BRIT IVRIT OLAMIT (Heb. "World Hebrew Union"; Eng. "World Association for Hebrew Language and Culture"), organization for the promotion of Hebrew language and culture. The idea of establishing what became the Brit Ivrit Olamit originated in October 1930, when Simon *Rawidowicz delivered a lecture at a meeting in the Bet Am Ivri in Berlin, in which he surveyed the development of modern Hebrew literature. Noting that Hebrew creativity in Eastern Europe and the Germanic lands had greatly declined after World War I and perceiving in this a great danger for the Jews of the Diaspora as well as for Hebrew creativity in general, he proposed the creation of a broad-based cultural organization to deal with the situation.
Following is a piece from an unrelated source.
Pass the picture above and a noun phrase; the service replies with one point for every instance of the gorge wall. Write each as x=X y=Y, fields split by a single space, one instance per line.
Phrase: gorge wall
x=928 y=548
Rawidowicz's idea gained much support, and together with Dov Lipitz, head of the *Tarbut school system in Lithuania, he established a committee to organize a Hebrew Conference that convened in Berlin in June 1931. There, in his opening speech, Rawidowicz went beyond the issue of establishing an organization to stimulate and guide Hebrew creativity in the Diaspora, as he additionally proposed a completely new approach to Jewish life and culture that rejected the accepted view that the Land of Israel should serve as a spiritual center for the Diaspora and instead advocated a theory of "partnership" according to which the Diaspora was to assume responsibility for actively creating its own Hebraic culture. While Rawidowicz's idea of establishing an international Hebrew movement was accepted, the ideological basis that he proposed generated much heated discussion. Finally, it was decided to establish an organization called the Brit Ivrit Olamit, and to set up a Temporary Central Committee to administer the Brit and to organize a Hebrew Congress. That committee then entrusted Rawidowicz with heading the Brit, and began to plan the Congress.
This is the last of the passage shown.